Bernstein, Laurents, Robbins and Sondheim’s iconic musical gets a faithful fiftieth anniversary staging under the direction and choreography of Joey McKneely . Though I’m a strong believer that all theatre needs re-invention and fresh ideas in each production to stop it straying into ‘heritage theatre’ there is no arguing that the score by Leonard Bernstein still thrills like few others and the choreography, recreated by McKneely from Jerome Robbin’s original, is a high watermark in musical theatre.
Transporting Romeo and Juliet from fair Verona to 1950’s New York West Side Story follows the doomed trajectory of love for Tony and Maria, as their rival families, the Jets and Sharks clash over territory and power. The songs need no introduction for anyone with even a passing interest in musical theatre, from ‘Something’s Coming’ to ‘Maria’, ‘America’ to ‘Gee Officer Krupke’ the classics keep on coming. It’s almost impossible to leave the auditorium without humming along to the melodies.
The male ensemble have been selected for their dancing ability over their acting and this does lead to a few underpowered moments, especially early on, where the first rumble lacks any sense of menace or aggression.

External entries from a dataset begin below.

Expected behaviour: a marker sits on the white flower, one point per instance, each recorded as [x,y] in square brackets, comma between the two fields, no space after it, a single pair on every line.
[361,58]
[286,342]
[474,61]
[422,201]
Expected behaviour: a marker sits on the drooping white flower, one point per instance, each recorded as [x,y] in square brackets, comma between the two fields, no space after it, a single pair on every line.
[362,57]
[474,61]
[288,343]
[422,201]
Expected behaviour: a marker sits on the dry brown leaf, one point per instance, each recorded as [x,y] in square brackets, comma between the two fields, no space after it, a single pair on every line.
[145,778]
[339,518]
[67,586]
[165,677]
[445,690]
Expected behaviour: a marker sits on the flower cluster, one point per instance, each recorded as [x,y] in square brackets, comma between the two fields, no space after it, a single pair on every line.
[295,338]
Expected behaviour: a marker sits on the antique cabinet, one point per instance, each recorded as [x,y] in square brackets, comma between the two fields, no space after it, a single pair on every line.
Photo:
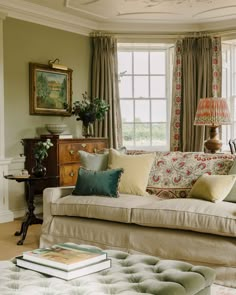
[63,158]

The girls fare better, with ‘America’, led by a feisty, vivacious and sexy Djalenga Scott as Anita, providing the stand out number of the night. Hers is a fire cracker of a performance and your eyes remain glued to her whenever she is on stage.
Louis Maskell and Katie Hall are a convincing, tender and lyrical leading couple. Though it takes a while to adjust to a baritone Tony over the lighter tenor tones one usually associates with the role, Maskell sings the hell out of the role, his control and technique indicating a very bright future for this young, surprisingly old-fashioned leading man. Hall, battling illness, understandably takes a while to find her voice, but once found, displays that crystalline soprano that made her such a stand out when I saw her in the touring version of Les Miserables in 2010. When they duet, you can close your eyes and just revel in the beauty of the sound they make.
Maybe now its arrived at its fiftieth year, its time to put this production to bed and allow a new generation to get its hands on the blue-print, but in the meantime its worth getting a ticket- sharpish. The composer, writer, director/ choreographer and lyricist were and are masters of their art and created a musical like no other. Two and a half hours in its presence can never be anything but a joy.
– Kris Hallett
Playing till 8 February then touring to 23 August 2014.